La charité selon le sens de mon empire c'est la collaboration.

Le chirurgien, j'ordonne qu'il s'épuise dans la traversée d'un désert s'il peut à celui-là au loin refaire son instrument. Et cela même s'il s'agit de quelque vulgaire casseur de pierres mais qui a besoin de ses muscles pour casser ces pierres. Et cela même si le chirurgien est de haute valeur. Car il ne s'agit point d'honorer la médiocrité mais de réparer le véhicule. Et ils ont tous deux le même conducteur. Ainsi de ceux-là qui protègent et aident les femmes enceintes. C'était d'abord à cause du fils qu'elles servaient de leurs vomissements et de leurs douleurs. Et la femme n'avait point à remercier, sinon au nom de son fils. Mais voici qu'aujourd'hui elle réclame l'aide au nom de ses vomissements et de ses douleurs. Alors s'il n'était qu'elles, je les supprimerais, car leurs vomissements sont laids. Car il n'est d'important en elles que ce qui se sert d'elles et elles n'ont point qualité pour remercier. Car qui les aide et elles-mêmes ne sont que serviteurs de la naissance et les remerciements n'ont point de signification.

Ainsi du général qui vint trouver mon père: «Je me moque bien de toi-même! Tu n'es grand qu'à cause de l'empire que tu sers. Je te fais respecter pour, à travers toi, faire respecter l'empire.»

Mais je sentais aussi la bonté de mon père. «Quiconque, disait-il, a eu un grand rôle, quiconque a été honoré ne peut être avili. Quiconque a régné ne peut être dépossédé de son règne, tu ne peux transformer en mendiant celui-là qui donnait aux mendiants, car ce que tu abîmes ici c'est quelque chose comme l'armature et la forme de ton navire. C'est pourquoi j'use de châtiments à la mesure des coupables. Ceux-là que j'ai cru devoir ennoblir, je les exécute mais ne les réduis point à l'état d'esclaves, s'ils ont failli. J'ai rencontré un jour une princesse qui était laveuse de linge. Et ses compagnes riaient d'elle: «Où est ta royauté, laveuse de linge? Tu pouvais faire tomber les têtes et voilà enfin qu'impunément nous pouvons te salir de nos injures… Ce n'est que justice!» Car la justice selon elles était compensation.

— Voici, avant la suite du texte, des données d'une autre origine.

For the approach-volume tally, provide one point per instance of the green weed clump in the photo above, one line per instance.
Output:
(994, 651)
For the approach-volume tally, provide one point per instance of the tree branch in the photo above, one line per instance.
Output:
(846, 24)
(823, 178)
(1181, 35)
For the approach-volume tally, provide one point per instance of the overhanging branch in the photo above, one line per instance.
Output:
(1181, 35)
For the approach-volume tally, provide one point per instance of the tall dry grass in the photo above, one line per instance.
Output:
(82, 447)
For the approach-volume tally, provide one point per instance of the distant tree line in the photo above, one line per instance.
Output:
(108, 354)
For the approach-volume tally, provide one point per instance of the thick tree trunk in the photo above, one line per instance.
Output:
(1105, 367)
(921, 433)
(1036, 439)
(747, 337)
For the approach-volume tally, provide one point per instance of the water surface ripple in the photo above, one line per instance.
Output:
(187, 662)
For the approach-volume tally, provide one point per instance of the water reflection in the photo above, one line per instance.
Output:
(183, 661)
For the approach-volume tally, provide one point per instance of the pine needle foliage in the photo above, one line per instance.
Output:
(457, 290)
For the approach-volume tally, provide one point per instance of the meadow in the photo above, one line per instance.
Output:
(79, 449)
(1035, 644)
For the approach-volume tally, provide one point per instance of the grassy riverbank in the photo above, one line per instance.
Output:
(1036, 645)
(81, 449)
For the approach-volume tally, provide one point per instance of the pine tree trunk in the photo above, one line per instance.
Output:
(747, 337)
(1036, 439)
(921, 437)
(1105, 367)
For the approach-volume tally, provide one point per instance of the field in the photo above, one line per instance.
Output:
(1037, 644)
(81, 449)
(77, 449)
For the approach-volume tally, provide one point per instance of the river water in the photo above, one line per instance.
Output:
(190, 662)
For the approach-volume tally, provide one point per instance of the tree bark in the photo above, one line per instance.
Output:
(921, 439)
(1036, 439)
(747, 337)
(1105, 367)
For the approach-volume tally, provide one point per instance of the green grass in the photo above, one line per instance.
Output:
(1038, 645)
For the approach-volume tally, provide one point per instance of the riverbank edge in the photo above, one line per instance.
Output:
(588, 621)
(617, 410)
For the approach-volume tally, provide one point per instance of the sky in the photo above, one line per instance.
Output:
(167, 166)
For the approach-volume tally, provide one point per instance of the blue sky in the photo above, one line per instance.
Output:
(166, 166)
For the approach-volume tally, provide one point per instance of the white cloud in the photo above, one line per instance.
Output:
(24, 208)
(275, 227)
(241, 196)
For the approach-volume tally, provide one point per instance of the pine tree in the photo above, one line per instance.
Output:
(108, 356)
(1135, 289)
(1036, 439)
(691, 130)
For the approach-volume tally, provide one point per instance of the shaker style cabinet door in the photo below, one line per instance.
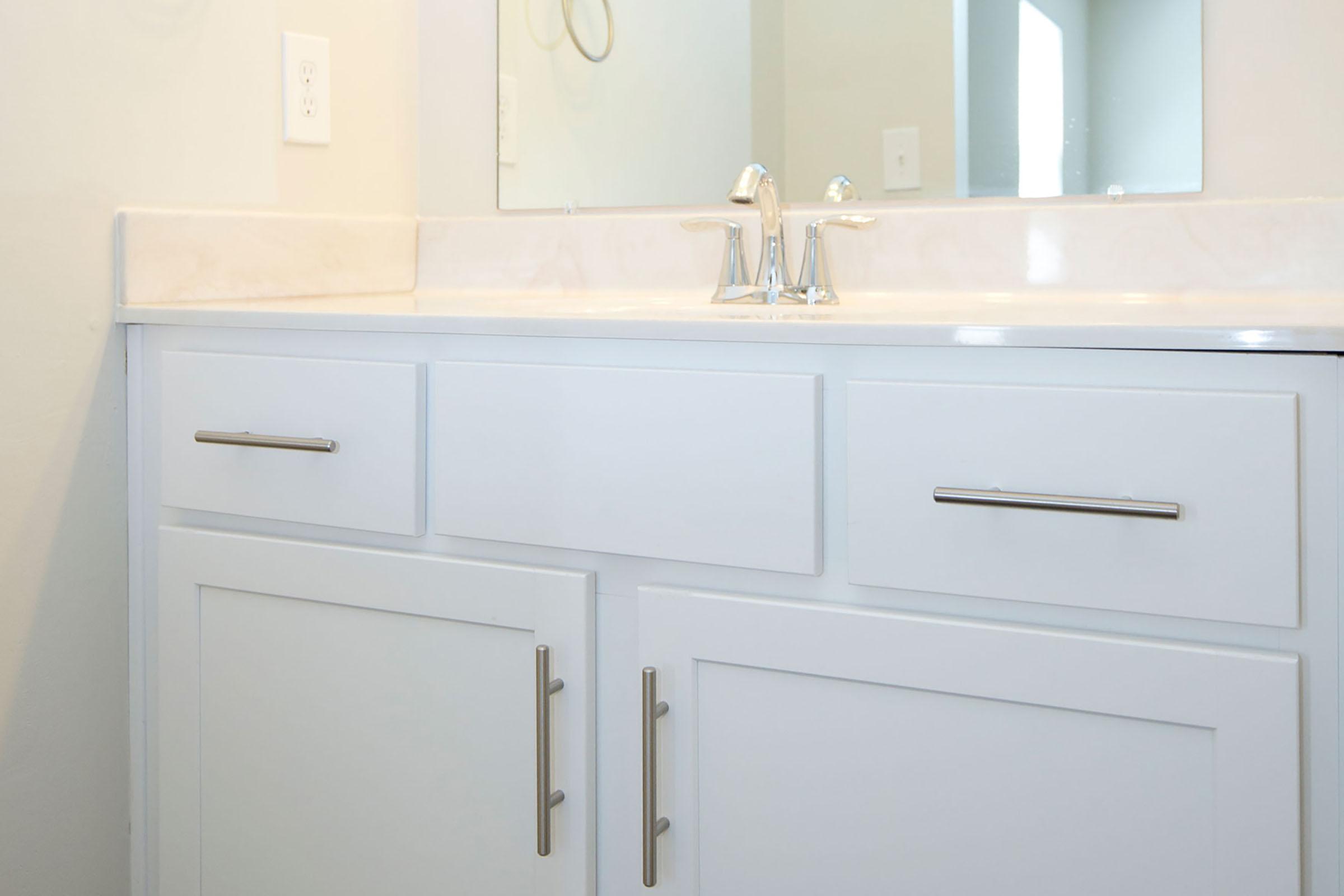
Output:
(810, 749)
(340, 722)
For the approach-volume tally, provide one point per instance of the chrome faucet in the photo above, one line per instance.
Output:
(756, 187)
(841, 190)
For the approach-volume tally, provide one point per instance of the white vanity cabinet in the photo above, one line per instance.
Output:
(810, 749)
(339, 722)
(338, 687)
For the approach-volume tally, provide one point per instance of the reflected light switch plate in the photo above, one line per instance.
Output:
(901, 159)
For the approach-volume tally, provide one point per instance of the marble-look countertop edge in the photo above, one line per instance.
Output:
(402, 314)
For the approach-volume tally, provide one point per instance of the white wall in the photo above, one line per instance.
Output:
(1146, 96)
(1273, 123)
(142, 102)
(640, 128)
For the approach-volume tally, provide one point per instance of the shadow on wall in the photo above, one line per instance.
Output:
(64, 704)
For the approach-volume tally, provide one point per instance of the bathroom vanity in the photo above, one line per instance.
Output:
(687, 563)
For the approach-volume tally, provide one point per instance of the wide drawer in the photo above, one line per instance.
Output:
(1228, 460)
(683, 465)
(371, 413)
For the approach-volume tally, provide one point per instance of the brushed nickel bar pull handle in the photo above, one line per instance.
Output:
(249, 440)
(546, 799)
(1113, 507)
(654, 825)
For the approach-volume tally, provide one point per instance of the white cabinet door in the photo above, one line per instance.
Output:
(814, 749)
(339, 722)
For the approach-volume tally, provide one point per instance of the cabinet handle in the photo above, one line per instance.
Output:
(652, 824)
(249, 440)
(546, 799)
(1113, 507)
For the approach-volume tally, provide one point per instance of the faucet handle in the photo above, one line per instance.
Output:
(699, 225)
(841, 190)
(815, 280)
(852, 222)
(734, 281)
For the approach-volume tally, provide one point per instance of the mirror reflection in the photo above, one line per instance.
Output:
(609, 104)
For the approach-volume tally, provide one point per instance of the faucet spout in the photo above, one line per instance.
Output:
(756, 187)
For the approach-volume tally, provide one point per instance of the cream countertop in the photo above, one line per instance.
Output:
(1298, 323)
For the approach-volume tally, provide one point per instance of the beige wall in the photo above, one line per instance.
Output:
(102, 102)
(1273, 123)
(835, 129)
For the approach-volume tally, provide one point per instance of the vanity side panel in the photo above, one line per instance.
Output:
(680, 465)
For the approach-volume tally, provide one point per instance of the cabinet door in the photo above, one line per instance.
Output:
(814, 749)
(337, 722)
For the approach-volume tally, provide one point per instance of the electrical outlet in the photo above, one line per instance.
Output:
(508, 120)
(901, 159)
(306, 66)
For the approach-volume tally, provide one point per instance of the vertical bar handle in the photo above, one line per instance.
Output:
(546, 799)
(652, 824)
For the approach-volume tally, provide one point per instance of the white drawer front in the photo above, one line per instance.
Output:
(680, 465)
(1229, 460)
(374, 412)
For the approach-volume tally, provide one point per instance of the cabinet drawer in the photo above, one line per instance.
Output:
(374, 413)
(682, 465)
(1229, 460)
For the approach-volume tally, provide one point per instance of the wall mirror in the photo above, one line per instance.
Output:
(612, 104)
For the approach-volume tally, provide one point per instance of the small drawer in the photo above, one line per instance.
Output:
(682, 465)
(346, 448)
(1200, 497)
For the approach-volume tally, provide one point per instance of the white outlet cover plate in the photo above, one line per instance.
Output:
(901, 159)
(307, 88)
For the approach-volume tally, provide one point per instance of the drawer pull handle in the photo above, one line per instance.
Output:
(1113, 507)
(652, 824)
(249, 440)
(546, 799)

«Et la laveuse de linge se taisait. Peut-être humiliée pour elle-même mais surtout pour plus grand qu'elle-même. Et la princesse s'inclinait toute raide et blanche sur son lavoir. Et ses compagnes impunément la poussaient du coude. Rien d'elle n'invitant la verve car elle était belle de visage, réservée de geste et silencieuse, je compris que ses compagnes raillaient non la femme mais sa déchéance. Car celui-là que tu as envié, s'il tombe sous tes griffes, tu le dévores. Je la fis donc comparaître:

«Je ne sais rien de toi sinon que tu as régné. A dater de ce jour tu auras droit de vie et de mort sur tes compagnes de lavoir. Je te réinstalle dans ton règne. Va.»

«Et quand elle eut repris sa place au-dessus de la tourbe vulgaire elle dédaigna justement de se souvenir des outrages. Et celles-là même du lavoir, n'ayant plus à nourrir leurs mouvements intérieurs de sa déchéance, les nourrirent de sa noblesse et la vénérèrent. Elles organisèrent de grandes fêtes pour célébrer son retour à la royauté et se prosternaient à son passage, ennoblies elles-mêmes de l'avoir autrefois touchée du doigt.»

«C'est pourquoi, me disait mon père, je ne soumettrai point les princes aux injures de la populace ni à la grossièreté des geôliers. Mais je leur ferai trancher la tête dans un grand cirque de clairons d'or.»

«Quiconque abaisse, disait mon père, c'est qu'il est bas.»

«Jamais un chef, disait mon père, ne sera jugé par ses subalternes.»

IX

Ainsi me parlait mon père:

«Force-les de bâtir ensemble une tour et tu les changeras en frères. Mais si tu veux qu'ils se haïssent, jette-leur du grain.»

Il me disait encore:

«Qu'ils m'apportent d'abord le fruit de leur travail. Qu'ils versent dans mes granges la rivière de leurs moissons. Qu'ils se bâtissent en moi leurs greniers. Je veux qu'ils servent ma gloire quand ils flagellent les blés et qu'éclaté autour l'écorce d'or. Car alors le travail qui n'était que fonction pour la nourriture devient cantique. Car voilà qu'ils sont moins à plaindre, ceux dont les reins plient sous les sacs lourds, quand ils les portent vers la meule. Ou les remportent, blancs de farine. Le poids du sac les augmente comme une prière. Et voilà qu'ils rient, joyeux, quand ils portent la gerbe comme un candélabre de graines avec ses pointes et son rutilement. Car une civilisation repose sur ce qui est exigé des hommes, non sur ce qui leur est fourni. Et certes ce blé, ensuite ils reviennent y puiser et s'en nourrissent. Mais là n'est point pour l'homme la face importante des choses. Ce qui les nourrit dans leur cœur ce n'est point ce qu'ils reçoivent du blé. C'est ce qu'ils lui donnent.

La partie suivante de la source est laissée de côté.